What can go wrong without it

Unlicensed irrigation work carries real consequences beyond just a lower-quality job. It can fail a required city inspection, which means redoing the work. It can void the warranty on parts like valves and controllers. And in the worst case, a missing or faulty backflow preventer creates a genuine contamination risk, which is exactly what the licensing law is designed to prevent.

A close-up of an irrigation backflow preventer device installed above ground near a sprinkler system's main shutoff valve

Repairs vs new installation

The licensing requirement generally applies most strictly to new installations and significant system changes, since that’s where backflow prevention design matters most. Smaller repairs, like replacing a broken sprinkler head, are more routine, but if a company is doing anything involving valves, the controller wiring, or the backflow device itself, it’s still worth confirming a licensed irrigator is involved.

A quick gut check before you sign

If a quote for a full irrigation system seems unusually low compared to others you’ve gathered, ask directly whether the crew doing the work is licensed and whether the price includes pulling a permit. A lower price that skips licensing and permitting isn’t actually a deal, since the cost of failed inspections or redone work later usually outweighs the initial savings.

Apprentices and trainees on a licensed crew

It’s common and legal for a licensed irrigator to supervise trainees or apprentices on a job, so seeing someone other than the license holder doing hands-on work isn’t automatically a problem. What matters is that a licensed person is genuinely overseeing the work and available to catch mistakes, not that the license holder personally digs every trench. If you’re unsure, it’s reasonable to ask who on the crew holds the license and how closely they’re supervising that day’s work.

What a licensed irrigator actually checks for

Beyond installing pipe and heads, a licensed irrigator is trained to verify water pressure is appropriate for the system design, confirm the backflow preventer is installed correctly and tested, and make sure the system won’t cross-connect with the potable water supply in a way that creates a health risk. These are the technical checks that separate a system that passes inspection from one that looks fine but fails a safety review down the line.

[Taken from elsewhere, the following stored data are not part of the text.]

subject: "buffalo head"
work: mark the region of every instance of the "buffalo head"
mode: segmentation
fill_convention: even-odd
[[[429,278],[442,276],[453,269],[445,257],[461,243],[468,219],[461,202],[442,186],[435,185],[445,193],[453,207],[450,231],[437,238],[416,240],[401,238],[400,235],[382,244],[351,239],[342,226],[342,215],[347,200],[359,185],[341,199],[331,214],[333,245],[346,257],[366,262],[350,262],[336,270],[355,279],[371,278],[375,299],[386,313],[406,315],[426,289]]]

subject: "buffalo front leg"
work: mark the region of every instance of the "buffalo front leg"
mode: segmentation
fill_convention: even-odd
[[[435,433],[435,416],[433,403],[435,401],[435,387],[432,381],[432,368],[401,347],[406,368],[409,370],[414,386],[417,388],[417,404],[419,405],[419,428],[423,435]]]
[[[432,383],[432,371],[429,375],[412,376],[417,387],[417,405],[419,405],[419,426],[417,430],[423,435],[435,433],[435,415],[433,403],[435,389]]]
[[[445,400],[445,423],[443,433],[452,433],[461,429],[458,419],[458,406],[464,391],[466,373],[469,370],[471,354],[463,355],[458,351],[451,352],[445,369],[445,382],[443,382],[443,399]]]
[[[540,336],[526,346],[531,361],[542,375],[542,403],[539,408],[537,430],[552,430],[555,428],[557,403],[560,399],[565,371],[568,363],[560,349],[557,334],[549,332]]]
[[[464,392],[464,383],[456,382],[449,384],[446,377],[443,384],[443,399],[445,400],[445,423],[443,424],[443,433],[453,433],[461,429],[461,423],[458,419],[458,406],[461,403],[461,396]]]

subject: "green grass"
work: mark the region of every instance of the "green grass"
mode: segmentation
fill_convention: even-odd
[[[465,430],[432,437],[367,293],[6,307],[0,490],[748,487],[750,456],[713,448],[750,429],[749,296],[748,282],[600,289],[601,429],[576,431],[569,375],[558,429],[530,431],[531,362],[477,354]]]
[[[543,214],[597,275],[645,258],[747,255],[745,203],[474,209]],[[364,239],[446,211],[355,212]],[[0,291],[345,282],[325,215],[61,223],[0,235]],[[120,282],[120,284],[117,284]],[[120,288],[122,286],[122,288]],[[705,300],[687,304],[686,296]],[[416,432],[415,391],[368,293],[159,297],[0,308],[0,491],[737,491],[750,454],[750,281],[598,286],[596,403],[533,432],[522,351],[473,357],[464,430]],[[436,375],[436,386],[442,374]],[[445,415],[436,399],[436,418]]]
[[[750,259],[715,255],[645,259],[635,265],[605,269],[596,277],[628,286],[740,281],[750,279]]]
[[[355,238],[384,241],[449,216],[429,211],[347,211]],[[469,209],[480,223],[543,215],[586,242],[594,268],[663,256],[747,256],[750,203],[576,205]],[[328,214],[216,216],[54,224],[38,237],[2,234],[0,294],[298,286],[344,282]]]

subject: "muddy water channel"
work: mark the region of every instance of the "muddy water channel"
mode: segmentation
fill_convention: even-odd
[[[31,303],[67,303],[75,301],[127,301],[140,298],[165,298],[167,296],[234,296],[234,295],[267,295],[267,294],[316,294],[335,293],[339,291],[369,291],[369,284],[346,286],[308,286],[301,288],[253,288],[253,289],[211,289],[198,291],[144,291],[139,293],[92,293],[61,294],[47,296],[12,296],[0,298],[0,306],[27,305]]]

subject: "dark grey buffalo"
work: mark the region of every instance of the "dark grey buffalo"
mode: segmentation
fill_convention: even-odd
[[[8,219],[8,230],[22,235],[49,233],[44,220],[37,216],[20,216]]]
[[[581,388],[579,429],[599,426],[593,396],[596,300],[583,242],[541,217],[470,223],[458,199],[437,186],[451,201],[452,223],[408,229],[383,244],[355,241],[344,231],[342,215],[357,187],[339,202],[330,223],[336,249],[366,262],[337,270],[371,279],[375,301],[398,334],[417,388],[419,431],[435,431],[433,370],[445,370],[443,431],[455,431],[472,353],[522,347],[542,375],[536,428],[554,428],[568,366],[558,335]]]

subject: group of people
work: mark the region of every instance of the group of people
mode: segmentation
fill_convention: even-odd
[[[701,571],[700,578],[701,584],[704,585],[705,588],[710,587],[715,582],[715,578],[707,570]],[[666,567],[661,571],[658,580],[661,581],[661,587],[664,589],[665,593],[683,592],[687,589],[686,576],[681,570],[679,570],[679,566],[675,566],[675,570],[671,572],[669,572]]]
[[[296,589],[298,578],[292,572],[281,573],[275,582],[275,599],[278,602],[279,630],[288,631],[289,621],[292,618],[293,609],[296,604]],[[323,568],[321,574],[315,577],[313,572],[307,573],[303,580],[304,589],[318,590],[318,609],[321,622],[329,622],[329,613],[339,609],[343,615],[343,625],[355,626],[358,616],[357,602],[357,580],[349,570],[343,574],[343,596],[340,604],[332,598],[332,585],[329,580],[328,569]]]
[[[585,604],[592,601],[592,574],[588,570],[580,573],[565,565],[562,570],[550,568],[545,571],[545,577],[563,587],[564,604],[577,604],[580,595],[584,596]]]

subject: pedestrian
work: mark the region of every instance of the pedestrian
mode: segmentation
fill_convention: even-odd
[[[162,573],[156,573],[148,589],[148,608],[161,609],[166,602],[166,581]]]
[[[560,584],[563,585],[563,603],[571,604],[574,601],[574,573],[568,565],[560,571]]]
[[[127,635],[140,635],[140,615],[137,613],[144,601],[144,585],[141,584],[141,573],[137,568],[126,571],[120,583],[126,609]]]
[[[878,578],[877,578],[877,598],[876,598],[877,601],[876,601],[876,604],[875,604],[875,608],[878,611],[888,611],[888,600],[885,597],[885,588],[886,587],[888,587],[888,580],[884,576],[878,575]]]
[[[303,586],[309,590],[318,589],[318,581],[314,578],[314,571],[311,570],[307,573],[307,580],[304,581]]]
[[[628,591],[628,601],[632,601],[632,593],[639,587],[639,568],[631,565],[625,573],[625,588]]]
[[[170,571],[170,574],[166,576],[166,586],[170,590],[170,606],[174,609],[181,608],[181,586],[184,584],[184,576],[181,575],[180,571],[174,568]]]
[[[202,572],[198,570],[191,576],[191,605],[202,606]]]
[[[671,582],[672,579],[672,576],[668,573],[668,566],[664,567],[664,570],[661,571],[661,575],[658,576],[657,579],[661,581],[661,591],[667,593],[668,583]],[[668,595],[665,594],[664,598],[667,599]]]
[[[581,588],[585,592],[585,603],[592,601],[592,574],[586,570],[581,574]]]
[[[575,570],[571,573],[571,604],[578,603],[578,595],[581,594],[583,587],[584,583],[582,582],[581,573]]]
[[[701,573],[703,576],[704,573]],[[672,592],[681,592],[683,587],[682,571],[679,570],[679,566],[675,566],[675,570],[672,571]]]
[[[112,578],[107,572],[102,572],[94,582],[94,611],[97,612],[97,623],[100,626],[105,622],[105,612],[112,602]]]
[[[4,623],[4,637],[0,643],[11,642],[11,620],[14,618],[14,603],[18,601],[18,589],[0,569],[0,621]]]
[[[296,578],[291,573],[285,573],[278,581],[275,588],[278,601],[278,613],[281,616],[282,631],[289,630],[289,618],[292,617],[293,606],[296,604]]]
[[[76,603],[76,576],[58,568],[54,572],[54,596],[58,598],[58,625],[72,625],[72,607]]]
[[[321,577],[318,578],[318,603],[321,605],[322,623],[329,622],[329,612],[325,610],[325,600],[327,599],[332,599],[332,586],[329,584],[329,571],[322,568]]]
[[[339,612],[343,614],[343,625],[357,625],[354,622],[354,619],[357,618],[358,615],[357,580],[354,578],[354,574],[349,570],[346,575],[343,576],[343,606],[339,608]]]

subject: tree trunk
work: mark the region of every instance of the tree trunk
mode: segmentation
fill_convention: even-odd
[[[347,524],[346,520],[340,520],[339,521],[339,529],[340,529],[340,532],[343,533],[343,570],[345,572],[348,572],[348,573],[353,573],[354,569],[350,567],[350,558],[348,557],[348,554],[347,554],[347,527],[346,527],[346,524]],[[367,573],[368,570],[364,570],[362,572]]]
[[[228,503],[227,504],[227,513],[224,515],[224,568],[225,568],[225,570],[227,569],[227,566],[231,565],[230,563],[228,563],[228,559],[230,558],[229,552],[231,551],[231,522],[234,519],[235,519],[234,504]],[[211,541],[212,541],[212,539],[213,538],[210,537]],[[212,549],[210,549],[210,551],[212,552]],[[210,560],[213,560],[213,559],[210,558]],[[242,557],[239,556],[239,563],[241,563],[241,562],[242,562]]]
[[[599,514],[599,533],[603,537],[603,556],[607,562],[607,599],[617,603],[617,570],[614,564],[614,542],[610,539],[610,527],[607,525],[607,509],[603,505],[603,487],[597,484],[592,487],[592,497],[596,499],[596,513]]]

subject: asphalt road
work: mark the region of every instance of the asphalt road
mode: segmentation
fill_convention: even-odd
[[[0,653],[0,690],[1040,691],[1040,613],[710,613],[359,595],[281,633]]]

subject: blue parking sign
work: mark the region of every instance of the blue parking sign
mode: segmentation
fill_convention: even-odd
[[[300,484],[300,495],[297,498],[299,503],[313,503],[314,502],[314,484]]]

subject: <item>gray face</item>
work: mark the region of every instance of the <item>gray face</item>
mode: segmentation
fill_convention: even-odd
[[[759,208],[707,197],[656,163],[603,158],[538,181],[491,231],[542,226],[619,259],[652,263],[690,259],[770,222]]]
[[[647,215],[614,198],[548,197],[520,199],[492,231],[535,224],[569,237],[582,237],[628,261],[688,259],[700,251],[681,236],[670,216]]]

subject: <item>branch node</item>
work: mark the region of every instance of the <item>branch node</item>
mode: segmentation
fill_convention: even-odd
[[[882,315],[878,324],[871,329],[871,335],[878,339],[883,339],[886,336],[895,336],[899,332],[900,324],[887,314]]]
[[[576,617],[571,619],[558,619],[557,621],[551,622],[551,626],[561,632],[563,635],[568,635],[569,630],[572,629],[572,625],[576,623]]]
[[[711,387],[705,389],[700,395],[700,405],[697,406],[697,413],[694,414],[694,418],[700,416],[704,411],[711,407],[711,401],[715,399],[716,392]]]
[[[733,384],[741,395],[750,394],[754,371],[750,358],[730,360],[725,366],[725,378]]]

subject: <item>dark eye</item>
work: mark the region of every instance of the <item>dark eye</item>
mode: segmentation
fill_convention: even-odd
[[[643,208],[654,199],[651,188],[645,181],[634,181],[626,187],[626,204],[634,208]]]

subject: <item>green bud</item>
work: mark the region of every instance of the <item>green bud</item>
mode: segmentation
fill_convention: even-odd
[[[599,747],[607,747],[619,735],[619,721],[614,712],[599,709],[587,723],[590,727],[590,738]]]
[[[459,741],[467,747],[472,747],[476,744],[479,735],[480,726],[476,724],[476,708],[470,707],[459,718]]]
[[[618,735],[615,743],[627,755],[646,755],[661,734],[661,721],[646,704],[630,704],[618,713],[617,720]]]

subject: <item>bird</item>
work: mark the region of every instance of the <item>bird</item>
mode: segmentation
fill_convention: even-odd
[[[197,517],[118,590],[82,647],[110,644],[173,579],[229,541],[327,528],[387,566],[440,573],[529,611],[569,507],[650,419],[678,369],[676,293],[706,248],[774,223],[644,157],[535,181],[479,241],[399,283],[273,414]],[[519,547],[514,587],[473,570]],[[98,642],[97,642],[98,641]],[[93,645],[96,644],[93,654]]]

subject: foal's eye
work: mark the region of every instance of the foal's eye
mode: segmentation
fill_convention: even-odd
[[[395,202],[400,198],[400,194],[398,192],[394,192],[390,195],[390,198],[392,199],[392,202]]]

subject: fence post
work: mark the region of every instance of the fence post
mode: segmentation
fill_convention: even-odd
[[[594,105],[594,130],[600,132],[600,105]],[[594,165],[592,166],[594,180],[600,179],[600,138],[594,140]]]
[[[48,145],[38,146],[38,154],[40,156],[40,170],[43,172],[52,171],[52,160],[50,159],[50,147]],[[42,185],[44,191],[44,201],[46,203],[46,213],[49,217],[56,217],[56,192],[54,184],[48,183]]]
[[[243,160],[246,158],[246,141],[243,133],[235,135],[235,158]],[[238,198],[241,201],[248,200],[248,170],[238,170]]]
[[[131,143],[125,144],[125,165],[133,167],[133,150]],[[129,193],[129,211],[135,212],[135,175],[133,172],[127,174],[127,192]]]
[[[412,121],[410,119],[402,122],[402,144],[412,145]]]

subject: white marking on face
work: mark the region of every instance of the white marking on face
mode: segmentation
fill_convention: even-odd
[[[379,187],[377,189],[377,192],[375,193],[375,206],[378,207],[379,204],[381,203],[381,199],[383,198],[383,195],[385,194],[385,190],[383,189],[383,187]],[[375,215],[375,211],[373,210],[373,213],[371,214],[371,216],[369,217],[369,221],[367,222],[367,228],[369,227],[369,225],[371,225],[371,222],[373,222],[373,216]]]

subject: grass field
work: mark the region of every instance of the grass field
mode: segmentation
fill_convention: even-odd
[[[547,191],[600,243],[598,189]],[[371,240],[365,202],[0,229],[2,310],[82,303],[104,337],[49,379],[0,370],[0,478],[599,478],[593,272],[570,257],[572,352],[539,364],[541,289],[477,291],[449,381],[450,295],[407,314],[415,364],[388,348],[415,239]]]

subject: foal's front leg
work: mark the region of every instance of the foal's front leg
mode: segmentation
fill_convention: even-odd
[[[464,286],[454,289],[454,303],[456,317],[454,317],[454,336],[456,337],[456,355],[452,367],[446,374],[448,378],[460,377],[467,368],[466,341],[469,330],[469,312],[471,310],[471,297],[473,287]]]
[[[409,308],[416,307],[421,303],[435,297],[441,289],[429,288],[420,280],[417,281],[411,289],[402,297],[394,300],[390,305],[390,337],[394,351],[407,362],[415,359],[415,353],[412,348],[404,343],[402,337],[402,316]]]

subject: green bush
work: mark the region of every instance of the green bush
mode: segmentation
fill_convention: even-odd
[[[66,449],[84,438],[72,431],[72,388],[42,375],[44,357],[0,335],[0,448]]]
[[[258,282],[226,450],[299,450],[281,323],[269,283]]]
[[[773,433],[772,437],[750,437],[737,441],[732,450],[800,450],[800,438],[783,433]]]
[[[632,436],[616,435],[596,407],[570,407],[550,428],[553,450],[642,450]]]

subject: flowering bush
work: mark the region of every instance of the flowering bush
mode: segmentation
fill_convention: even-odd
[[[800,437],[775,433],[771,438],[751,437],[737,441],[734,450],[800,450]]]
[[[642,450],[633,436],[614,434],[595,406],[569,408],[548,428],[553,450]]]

Checking a license yourself

You don’t have to take a company’s word for it. The Texas Commission on Environmental Quality maintains a public license lookup, and it takes only a minute to confirm a name and license number match before signing a contract. Doing this upfront, rather than after a problem shows up, is one of the simplest ways to protect yourself on a project that involves your home’s water supply.

To find licensed irrigation companies serving your part of Austin, visit the irrigation and sprinkler systems hub. Our methodology explains how listings on this directory are evaluated. Learn more on the homepage.

FAQ

Is it legal to install my own sprinkler system in Texas?
Homeowners can generally do work on their own residential property in some cases, but hiring a company to install or repair irrigation for you requires that the work be performed or supervised by a state-licensed irrigator.
How do I check if an irrigation company is licensed?
The Texas Commission on Environmental Quality maintains irrigator licensing records. Ask the company for their license number directly and confirm it before work begins.
What's the risk of hiring an unlicensed irrigation installer?
Unlicensed work can fail city inspection, void manufacturer warranties, and create liability if a backflow issue contaminates the water supply. It can also mean no real recourse if the work is done poorly.
Does a licensed irrigator need to be on-site for every repair?
Licensed supervision requirements can vary by the type of work. For anything beyond a simple head replacement, confirm the technician is either licensed or working under direct supervision of someone who is.